А она бы деланно возмутилась:
– Ты что, старый, дети услышат, и вообще…
– Что вообще, малышка?
– Да ну, тебе только одно от меня надо…
– Эй, Вольфа, оглохла что ли? – ворвался в ее раздумья голос мужа. – Где остальное, спрашиваю?
– В холодильнике. Вчера с трудом спрятала. Все искал, что не допил, откуда только помнил. И сам то хорош был, шатался, как три тополя на Плющихе.
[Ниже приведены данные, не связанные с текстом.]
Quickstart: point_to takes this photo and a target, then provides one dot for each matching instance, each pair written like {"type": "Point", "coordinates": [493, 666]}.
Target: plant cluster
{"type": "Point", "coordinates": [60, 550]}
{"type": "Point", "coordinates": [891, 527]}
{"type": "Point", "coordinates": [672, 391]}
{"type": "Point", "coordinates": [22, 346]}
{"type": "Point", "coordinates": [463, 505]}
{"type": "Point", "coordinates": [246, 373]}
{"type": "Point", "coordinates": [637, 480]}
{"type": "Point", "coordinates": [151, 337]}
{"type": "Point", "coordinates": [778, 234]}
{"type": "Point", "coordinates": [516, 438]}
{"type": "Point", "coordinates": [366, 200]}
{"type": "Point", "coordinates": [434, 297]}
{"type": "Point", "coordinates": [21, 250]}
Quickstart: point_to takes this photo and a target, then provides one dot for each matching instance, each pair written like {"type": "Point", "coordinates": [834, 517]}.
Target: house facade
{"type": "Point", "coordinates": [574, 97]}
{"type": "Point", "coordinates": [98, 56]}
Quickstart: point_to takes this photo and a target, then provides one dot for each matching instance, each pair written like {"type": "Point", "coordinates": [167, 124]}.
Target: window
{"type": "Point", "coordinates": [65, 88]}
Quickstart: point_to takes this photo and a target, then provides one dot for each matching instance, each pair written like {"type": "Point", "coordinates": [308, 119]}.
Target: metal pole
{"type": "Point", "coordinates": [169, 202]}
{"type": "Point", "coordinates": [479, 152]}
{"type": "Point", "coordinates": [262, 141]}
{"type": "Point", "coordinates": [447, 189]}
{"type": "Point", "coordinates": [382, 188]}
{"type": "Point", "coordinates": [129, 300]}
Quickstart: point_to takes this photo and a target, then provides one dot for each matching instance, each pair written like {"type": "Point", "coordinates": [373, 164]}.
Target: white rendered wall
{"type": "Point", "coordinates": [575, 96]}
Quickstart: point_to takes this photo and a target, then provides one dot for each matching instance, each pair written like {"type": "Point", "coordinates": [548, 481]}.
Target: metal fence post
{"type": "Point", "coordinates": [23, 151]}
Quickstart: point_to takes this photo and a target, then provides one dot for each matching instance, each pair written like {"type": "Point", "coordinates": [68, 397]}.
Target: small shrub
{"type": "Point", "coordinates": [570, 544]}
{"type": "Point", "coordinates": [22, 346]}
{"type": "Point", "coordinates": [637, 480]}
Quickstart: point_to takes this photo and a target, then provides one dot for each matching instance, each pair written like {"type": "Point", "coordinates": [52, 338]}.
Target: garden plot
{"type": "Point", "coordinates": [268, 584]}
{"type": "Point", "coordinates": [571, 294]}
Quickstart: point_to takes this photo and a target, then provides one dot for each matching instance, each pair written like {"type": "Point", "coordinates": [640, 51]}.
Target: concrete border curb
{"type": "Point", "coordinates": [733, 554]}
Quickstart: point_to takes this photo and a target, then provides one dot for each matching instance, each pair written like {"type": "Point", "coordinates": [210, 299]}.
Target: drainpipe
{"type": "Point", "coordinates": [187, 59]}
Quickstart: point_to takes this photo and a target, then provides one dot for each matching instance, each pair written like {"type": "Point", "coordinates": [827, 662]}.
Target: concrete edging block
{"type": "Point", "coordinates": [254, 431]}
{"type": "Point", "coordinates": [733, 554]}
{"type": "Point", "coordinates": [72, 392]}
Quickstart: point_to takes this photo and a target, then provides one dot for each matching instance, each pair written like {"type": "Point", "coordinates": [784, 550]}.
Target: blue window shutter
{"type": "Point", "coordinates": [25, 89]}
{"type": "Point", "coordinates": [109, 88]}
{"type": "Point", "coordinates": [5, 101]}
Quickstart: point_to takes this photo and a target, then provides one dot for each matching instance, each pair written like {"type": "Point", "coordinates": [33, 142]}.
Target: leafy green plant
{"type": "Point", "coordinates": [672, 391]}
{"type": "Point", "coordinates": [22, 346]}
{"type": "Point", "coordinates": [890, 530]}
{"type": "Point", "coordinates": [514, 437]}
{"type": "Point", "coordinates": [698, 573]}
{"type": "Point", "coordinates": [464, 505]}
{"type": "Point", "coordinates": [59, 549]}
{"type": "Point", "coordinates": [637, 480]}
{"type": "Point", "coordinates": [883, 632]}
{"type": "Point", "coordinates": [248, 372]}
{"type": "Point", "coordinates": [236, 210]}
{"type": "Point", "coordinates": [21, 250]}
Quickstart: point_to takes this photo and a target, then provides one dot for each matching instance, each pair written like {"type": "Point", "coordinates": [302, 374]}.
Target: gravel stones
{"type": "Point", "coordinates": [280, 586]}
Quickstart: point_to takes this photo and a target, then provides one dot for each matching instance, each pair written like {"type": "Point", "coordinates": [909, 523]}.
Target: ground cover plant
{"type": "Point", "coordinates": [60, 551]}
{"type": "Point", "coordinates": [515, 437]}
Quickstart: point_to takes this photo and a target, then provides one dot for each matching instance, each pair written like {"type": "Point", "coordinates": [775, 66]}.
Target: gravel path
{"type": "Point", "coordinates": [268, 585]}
– Ладно, малышка, не ворчи, – умиротворенно пробормотал Люпус, проглатывая ледяную водку и запивая кисленькой водой. – Что я тебе, алкаш какой, что ли?
– Да я не говорю, что алкаш, но все же и меру знать надо. Зачем до синих соплей нажираться. Опять же, дети смотрят.
– Дети… – Люпус недоверчиво смотрел на сигарету, будто боялся, что она взорвется. – Дети в карман ко мне больше смотрят. Что они, пьяных не видели, что ли? Они отцом гордиться должны, а не в рот ему заглядывать. – Он все же закурил и теперь ждал, не стошнит ли? Не затошнило. И это было счастьем.
– Ты, Шъи-Вольфа, – сказал он, – шят ап, прежде всего. И жрать готовь как положено, пока я мыться буду. Да, пивка организуй. На все пятнадцать минут… Гоу эхэд!
Он окончательно оживал и приобретал уверенность вожака своего небольшого семейства. И жена, которую только сердитый муж называл полным именем, все поняла, вильнула хвостом и сказала покорно:
– Донт юу уори, мойся себе. – Но не удержалась добавить: – Влади. – Правда, очень тихим голосом.